While acknowledging that CPAP therapy remains “the gold standard” for OSA treatment, Dr. Blalock stated that “oral appliances can very effectively treat patients with mild to moderate sleep apnea and are a wonderful alternative for those who cannot tolerate the mask.”
That said, Dr. Healy always starts his sleep apnea patients with the CPAP as it is “still the most effective treatment with decades of data documenting effectiveness in ameliorating daytime sleepiness and improving blood pressure along with potential reduction in heart attack and stroke in certain patients.”
To determine whether a patient suffers from sleep apnea and whether that condition is mild, moderate or severe, Dr. Healy relies on a one-night in-lab sleep session or a similar “at-home” session.
Both testing methods, he believes, can be effective diagnostic tools, although the in-laboratory sessions gather more data by monitoring such factors as brain-wave activity and leg movements during sleep.
If dental intervention is recommended, the patient is fitted with one of several styles of appliance, all of which are similar to the mouthpieces worn by many athletes in sports such as football and boxing. Each is custom-fitted, fabricated to each individual patient, worn only at night and discreet and convenient to use.
Dental sleep medicine experts such as Dr. Blalock always work hand-in-hand with sleep medicine physicians. Dr. Blalock frequently accepts referrals from these doctors and also refers her dental patients to the same specialists when she detects oral anomalies that might contribute to OSA.
She said that she estimates 15% to 20% of the patients she sees on a regular basis are potential OSA patients.
She added that OSA is serious business. Dr. Blalock noted that untreated, OSA “can kill.” The condition and the reduction in oxygen intake it causes make the heart work harder, which can lead to heart failure or stroke. It can also cause elevated blood pressure and has been linked to the development of Alzheimer’s disease.
Dr. Healy clearly does not disparage any technical advances in treating OSA. However, he notes a general inclination among both medical professionals and the general public to always be looking for that silver bullet for improving sleep.

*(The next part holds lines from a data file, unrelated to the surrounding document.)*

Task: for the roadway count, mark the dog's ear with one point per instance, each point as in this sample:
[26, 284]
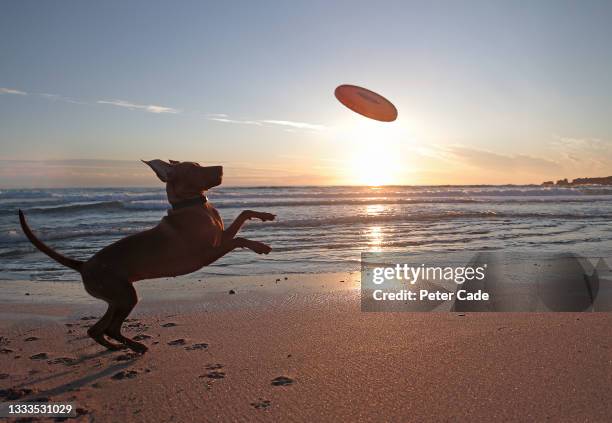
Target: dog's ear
[162, 169]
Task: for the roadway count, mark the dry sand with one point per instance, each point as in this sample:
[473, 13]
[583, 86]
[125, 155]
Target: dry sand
[301, 350]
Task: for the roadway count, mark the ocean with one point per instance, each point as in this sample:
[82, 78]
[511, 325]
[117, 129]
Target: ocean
[318, 229]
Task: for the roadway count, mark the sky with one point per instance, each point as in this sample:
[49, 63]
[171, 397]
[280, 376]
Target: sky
[489, 92]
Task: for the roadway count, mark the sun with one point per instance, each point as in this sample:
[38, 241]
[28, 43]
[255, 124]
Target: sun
[372, 152]
[372, 167]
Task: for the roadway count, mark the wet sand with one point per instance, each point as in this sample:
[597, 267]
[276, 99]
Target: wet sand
[300, 350]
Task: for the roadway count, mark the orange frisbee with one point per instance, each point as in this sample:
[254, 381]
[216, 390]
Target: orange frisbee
[366, 103]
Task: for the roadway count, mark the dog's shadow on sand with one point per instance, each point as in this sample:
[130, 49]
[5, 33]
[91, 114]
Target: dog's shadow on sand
[80, 381]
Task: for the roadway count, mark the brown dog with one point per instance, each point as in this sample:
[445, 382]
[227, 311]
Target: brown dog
[190, 237]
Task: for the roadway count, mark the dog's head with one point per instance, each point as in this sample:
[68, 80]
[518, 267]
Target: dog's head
[185, 180]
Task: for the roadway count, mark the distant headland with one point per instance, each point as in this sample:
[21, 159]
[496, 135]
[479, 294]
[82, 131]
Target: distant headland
[605, 180]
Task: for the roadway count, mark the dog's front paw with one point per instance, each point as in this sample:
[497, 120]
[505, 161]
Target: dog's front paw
[264, 217]
[258, 247]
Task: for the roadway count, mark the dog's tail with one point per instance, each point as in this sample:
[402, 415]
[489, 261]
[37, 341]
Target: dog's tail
[66, 261]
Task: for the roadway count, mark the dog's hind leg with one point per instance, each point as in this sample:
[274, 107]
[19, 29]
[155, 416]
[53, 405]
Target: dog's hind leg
[123, 302]
[96, 332]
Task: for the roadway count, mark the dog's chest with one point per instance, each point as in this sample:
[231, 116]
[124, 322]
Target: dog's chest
[200, 226]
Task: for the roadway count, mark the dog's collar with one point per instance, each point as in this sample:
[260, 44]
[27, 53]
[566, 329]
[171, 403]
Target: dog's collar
[197, 201]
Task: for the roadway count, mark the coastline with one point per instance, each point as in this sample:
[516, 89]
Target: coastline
[301, 349]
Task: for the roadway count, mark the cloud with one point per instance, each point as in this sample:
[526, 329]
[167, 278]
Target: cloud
[297, 125]
[497, 162]
[151, 108]
[288, 124]
[12, 91]
[240, 122]
[588, 155]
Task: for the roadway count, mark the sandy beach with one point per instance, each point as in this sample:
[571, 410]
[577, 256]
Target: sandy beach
[300, 349]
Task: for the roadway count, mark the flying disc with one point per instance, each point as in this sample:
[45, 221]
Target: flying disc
[366, 103]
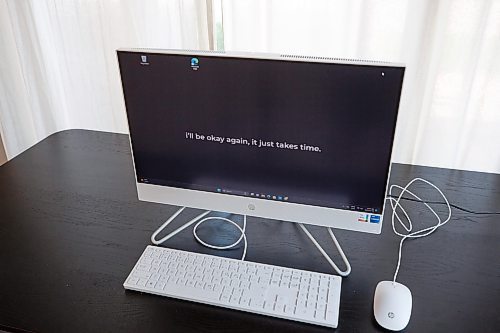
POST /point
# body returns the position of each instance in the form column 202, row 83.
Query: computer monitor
column 283, row 137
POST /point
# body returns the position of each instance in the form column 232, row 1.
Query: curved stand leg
column 327, row 257
column 175, row 232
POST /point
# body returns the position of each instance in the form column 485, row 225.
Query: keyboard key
column 265, row 289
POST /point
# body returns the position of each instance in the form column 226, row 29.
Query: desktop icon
column 144, row 60
column 195, row 64
column 363, row 218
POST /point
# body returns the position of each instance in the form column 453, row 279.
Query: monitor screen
column 311, row 133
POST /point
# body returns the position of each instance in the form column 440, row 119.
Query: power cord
column 395, row 204
column 444, row 203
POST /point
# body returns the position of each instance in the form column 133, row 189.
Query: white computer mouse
column 392, row 305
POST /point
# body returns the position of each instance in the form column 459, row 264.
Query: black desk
column 71, row 229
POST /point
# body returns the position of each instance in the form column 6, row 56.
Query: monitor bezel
column 257, row 207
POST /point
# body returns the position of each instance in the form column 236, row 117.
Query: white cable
column 197, row 218
column 327, row 257
column 395, row 203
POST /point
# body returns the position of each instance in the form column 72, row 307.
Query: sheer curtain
column 450, row 111
column 58, row 67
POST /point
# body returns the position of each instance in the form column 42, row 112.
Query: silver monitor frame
column 251, row 206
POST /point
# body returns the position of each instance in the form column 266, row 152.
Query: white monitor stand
column 201, row 218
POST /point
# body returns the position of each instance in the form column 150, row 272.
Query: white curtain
column 58, row 67
column 450, row 111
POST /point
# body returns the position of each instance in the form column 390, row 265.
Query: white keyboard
column 241, row 285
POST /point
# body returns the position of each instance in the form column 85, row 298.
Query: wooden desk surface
column 71, row 229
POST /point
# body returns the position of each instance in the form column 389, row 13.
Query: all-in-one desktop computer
column 300, row 139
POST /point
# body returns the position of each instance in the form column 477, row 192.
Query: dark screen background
column 349, row 111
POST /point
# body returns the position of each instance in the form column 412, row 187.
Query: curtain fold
column 58, row 67
column 450, row 110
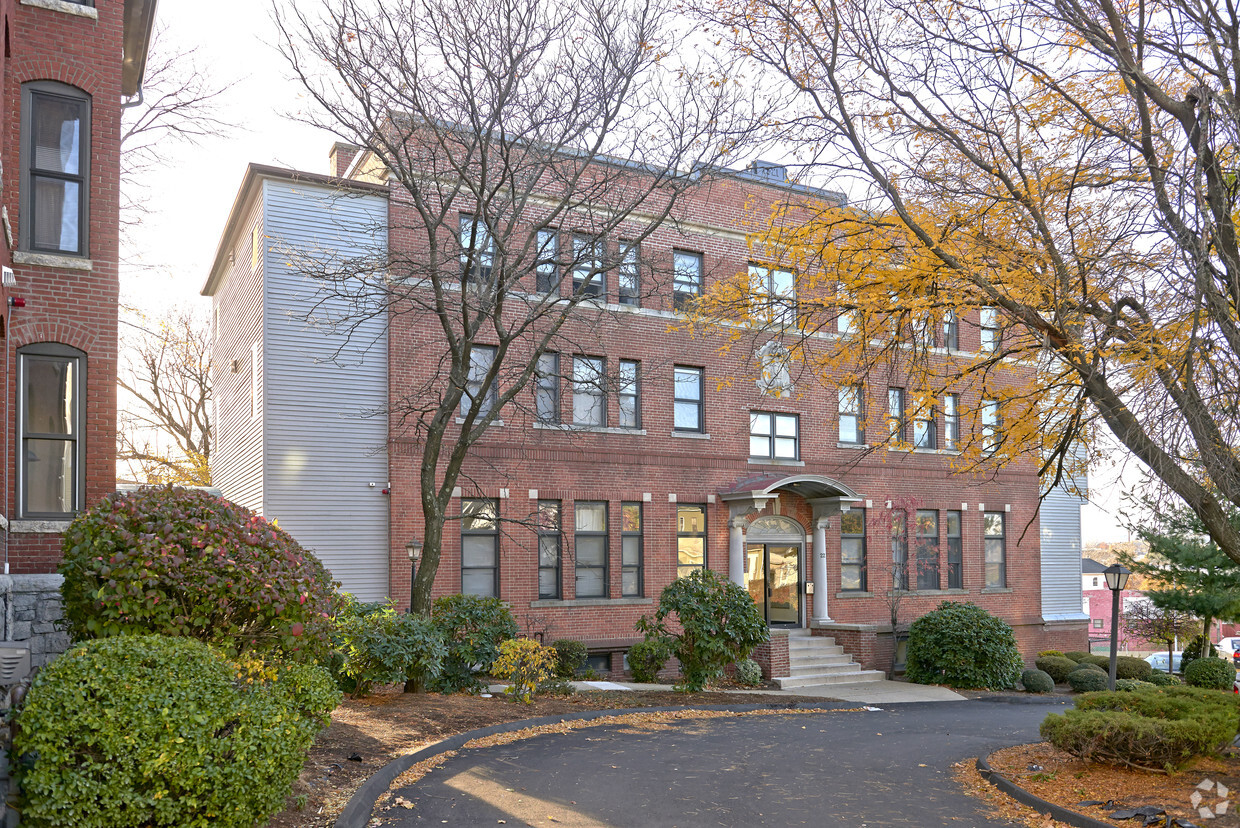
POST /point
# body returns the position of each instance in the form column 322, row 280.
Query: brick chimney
column 340, row 156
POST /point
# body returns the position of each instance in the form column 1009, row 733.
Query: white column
column 737, row 550
column 820, row 570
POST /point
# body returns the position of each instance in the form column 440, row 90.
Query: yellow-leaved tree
column 1054, row 177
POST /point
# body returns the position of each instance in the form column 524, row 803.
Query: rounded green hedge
column 181, row 562
column 961, row 645
column 130, row 731
column 1057, row 667
column 1088, row 681
column 1037, row 681
column 571, row 656
column 1210, row 673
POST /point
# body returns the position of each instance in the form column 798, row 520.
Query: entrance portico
column 826, row 498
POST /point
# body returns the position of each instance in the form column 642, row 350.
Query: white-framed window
column 51, row 400
column 481, row 357
column 771, row 295
column 590, row 549
column 547, row 265
column 852, row 404
column 480, row 547
column 589, row 387
column 547, row 388
column 628, row 277
column 992, row 425
column 629, row 394
column 686, row 278
column 951, row 422
column 687, row 398
column 589, row 279
column 990, row 330
column 773, row 435
column 478, row 251
column 55, row 169
column 995, row 538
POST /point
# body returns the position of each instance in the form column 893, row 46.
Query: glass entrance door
column 773, row 574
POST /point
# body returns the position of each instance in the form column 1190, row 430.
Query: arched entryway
column 774, row 574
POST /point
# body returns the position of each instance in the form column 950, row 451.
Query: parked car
column 1229, row 648
column 1158, row 661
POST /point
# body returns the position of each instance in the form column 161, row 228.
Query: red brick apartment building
column 68, row 65
column 584, row 503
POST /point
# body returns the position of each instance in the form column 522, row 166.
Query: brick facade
column 68, row 299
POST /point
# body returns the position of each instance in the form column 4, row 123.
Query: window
column 686, row 278
column 588, row 275
column 928, row 549
column 996, row 549
column 990, row 322
column 687, row 398
column 630, row 550
column 690, row 538
column 925, row 430
column 951, row 422
column 478, row 251
column 481, row 357
column 773, row 435
column 589, row 402
column 548, row 549
column 547, row 388
column 851, row 412
column 895, row 414
column 480, row 547
column 773, row 295
column 590, row 547
column 630, row 394
column 51, row 388
column 899, row 550
column 55, row 171
column 951, row 534
column 950, row 330
column 991, row 427
column 852, row 550
column 626, row 275
column 547, row 267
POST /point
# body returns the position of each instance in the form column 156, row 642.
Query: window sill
column 75, row 9
column 51, row 259
column 544, row 604
column 588, row 429
column 36, row 526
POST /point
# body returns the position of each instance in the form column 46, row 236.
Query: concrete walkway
column 884, row 692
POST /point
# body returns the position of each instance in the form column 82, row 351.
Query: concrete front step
column 843, row 677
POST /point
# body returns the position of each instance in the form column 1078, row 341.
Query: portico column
column 820, row 570
column 737, row 550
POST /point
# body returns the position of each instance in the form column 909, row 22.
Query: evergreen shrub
column 962, row 645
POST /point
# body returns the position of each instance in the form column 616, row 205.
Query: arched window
column 55, row 167
column 51, row 391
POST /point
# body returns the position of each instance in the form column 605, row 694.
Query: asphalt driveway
column 852, row 767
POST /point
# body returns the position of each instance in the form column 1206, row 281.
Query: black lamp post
column 1116, row 579
column 414, row 550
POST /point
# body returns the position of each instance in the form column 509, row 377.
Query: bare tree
column 165, row 436
column 1063, row 165
column 501, row 128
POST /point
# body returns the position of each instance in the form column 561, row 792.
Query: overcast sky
column 191, row 197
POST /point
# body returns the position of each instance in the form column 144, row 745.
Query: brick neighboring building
column 67, row 67
column 678, row 464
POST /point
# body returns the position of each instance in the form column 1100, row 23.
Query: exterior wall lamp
column 414, row 550
column 1116, row 579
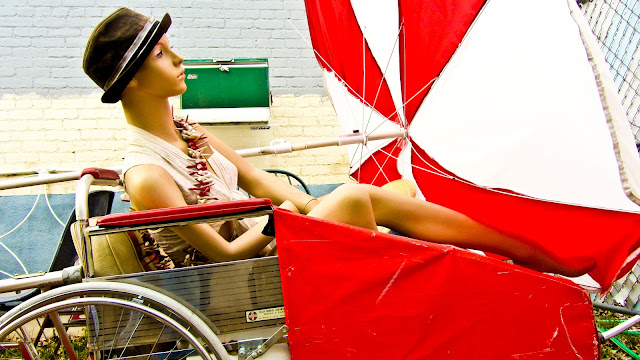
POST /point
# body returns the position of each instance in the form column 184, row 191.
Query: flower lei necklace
column 202, row 177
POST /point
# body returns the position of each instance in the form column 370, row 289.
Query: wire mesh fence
column 616, row 24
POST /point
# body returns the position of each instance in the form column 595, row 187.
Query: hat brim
column 114, row 92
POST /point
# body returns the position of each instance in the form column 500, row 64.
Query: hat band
column 131, row 51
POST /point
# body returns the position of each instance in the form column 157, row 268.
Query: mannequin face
column 162, row 74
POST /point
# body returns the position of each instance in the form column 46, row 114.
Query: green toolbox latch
column 227, row 91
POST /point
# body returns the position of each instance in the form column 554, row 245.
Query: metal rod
column 620, row 328
column 357, row 138
column 278, row 148
column 68, row 275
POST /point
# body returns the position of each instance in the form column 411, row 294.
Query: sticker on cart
column 265, row 314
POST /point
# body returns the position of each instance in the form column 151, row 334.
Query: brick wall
column 51, row 116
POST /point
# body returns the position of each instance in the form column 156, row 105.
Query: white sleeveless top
column 197, row 184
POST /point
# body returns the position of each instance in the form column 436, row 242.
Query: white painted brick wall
column 78, row 132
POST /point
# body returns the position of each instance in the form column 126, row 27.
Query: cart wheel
column 105, row 320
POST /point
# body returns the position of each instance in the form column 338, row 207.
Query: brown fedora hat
column 117, row 48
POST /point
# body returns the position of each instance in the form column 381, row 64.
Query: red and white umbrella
column 509, row 111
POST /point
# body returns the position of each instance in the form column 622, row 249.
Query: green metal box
column 230, row 91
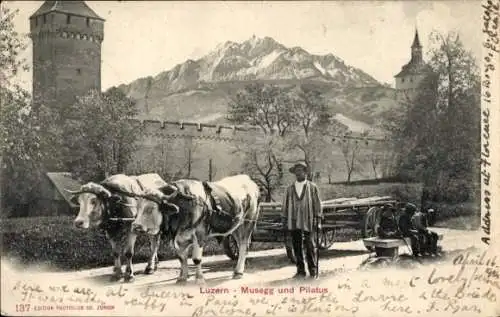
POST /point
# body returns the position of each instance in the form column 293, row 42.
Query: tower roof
column 79, row 8
column 416, row 40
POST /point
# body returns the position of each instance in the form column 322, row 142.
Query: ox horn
column 74, row 192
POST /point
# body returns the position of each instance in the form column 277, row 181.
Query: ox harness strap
column 220, row 222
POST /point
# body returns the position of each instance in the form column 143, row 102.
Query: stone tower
column 411, row 74
column 67, row 37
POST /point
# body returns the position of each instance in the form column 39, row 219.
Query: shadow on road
column 253, row 264
column 257, row 264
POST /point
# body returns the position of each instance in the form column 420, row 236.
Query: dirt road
column 465, row 282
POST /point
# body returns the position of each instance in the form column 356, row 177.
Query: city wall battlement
column 179, row 129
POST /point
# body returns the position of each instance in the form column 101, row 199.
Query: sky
column 144, row 38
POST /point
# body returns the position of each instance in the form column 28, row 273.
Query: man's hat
column 298, row 164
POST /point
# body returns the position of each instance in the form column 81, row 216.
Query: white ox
column 185, row 211
column 112, row 206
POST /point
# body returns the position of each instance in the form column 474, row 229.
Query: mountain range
column 200, row 90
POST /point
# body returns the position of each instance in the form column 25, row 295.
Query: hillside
column 200, row 90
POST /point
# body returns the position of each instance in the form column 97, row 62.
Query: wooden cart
column 356, row 213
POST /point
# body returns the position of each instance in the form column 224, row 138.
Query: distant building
column 67, row 37
column 411, row 74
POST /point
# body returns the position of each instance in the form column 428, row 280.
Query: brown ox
column 189, row 217
column 112, row 206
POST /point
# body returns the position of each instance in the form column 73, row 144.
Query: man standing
column 301, row 211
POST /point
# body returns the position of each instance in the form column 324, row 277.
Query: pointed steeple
column 416, row 40
column 416, row 50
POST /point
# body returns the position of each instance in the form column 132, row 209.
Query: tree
column 438, row 133
column 350, row 149
column 311, row 120
column 262, row 160
column 266, row 106
column 12, row 44
column 99, row 138
column 26, row 137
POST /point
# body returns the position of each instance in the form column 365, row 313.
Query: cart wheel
column 370, row 223
column 326, row 238
column 231, row 248
column 289, row 250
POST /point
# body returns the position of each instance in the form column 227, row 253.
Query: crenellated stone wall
column 189, row 150
column 176, row 149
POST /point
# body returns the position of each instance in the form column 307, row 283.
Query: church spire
column 416, row 40
column 416, row 50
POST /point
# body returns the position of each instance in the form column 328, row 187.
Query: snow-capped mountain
column 200, row 89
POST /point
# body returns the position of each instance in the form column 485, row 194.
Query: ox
column 112, row 206
column 192, row 214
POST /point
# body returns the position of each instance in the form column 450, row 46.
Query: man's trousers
column 299, row 240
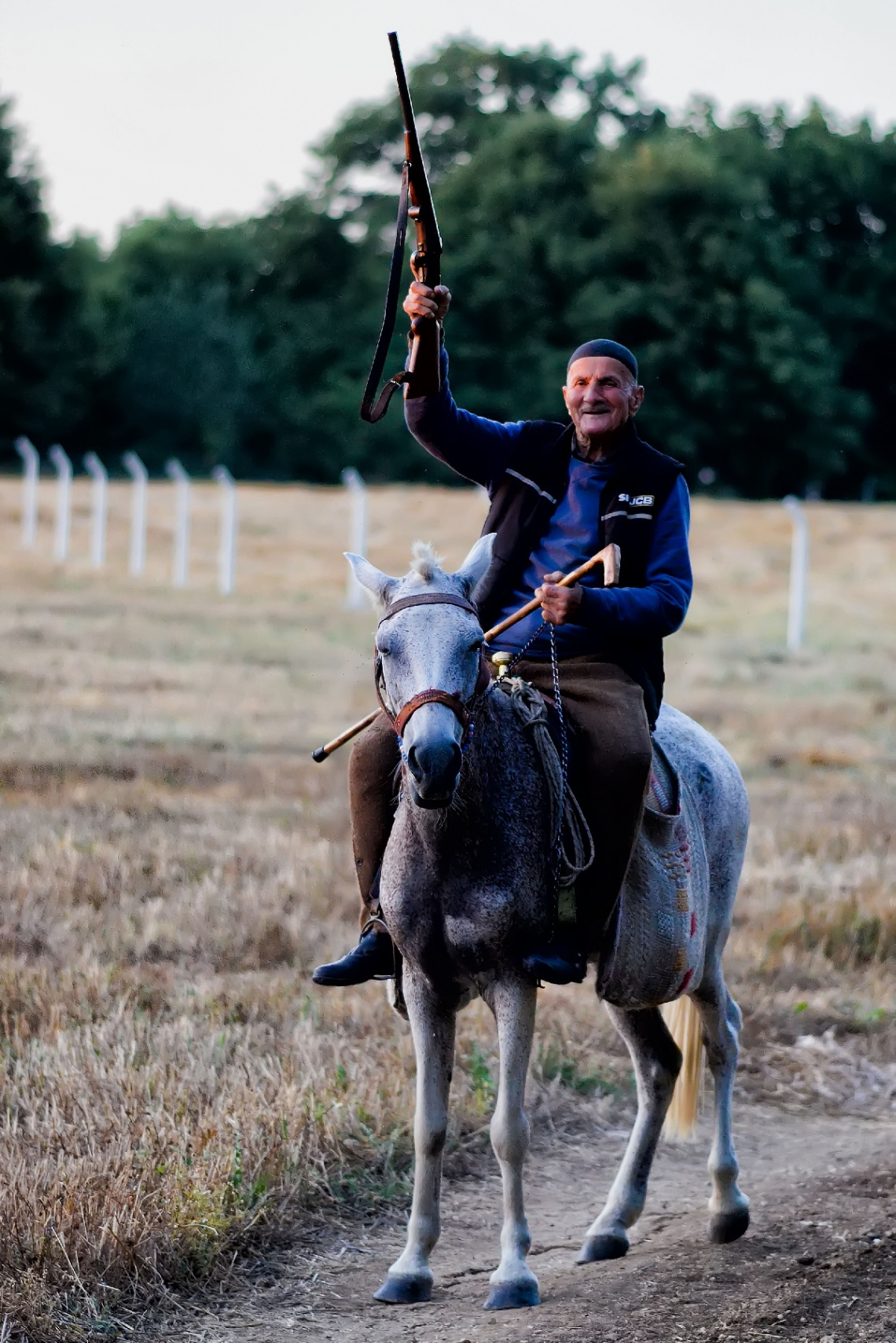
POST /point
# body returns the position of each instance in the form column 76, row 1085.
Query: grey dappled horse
column 466, row 890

“We often focus on the most complicated solutions to medical problems when there may be simple, albeit less glamorous, techniques that can work very well,” he said.
Among his simple tips for a better night’s sleep are keeping all electronics out of the bedroom, dimming all lights, following a set bedtime routine and working to reduce stress in your daily life.
Dr. Healy further noted that physical activity and weight loss are frequently positive factors in reducing or even eliminating OSA.
“I feel that one of the hallmarks of a good sleep medicine doctor is that he or she discusses with each patient the importance of diet and exercise in dealing with their OSA and explains that in certain cases sleep apnea responds positively to simply adjusting one’s sleeping position from the back to the side,” he said.
Until fairly recently, the doctor observed, “people didn’t think of sleep medicine as a distinct specialty. Some patients even today are surprised to learn that it exists.”
So why did he choose to focus on diagnosing and treating OSA?
“Because it is really rewarding to help people feel better during their waking hours. Treating OSA brings great benefits in terms of energy and quality of life.”
And how about all those TV and radio commercials touting certain mattresses and pillows as critically important to a good night’s sleep?
You might as well stick with what you’re used to because Dr. Healy stated “we just don’t have the data to show that any of those claims are true.”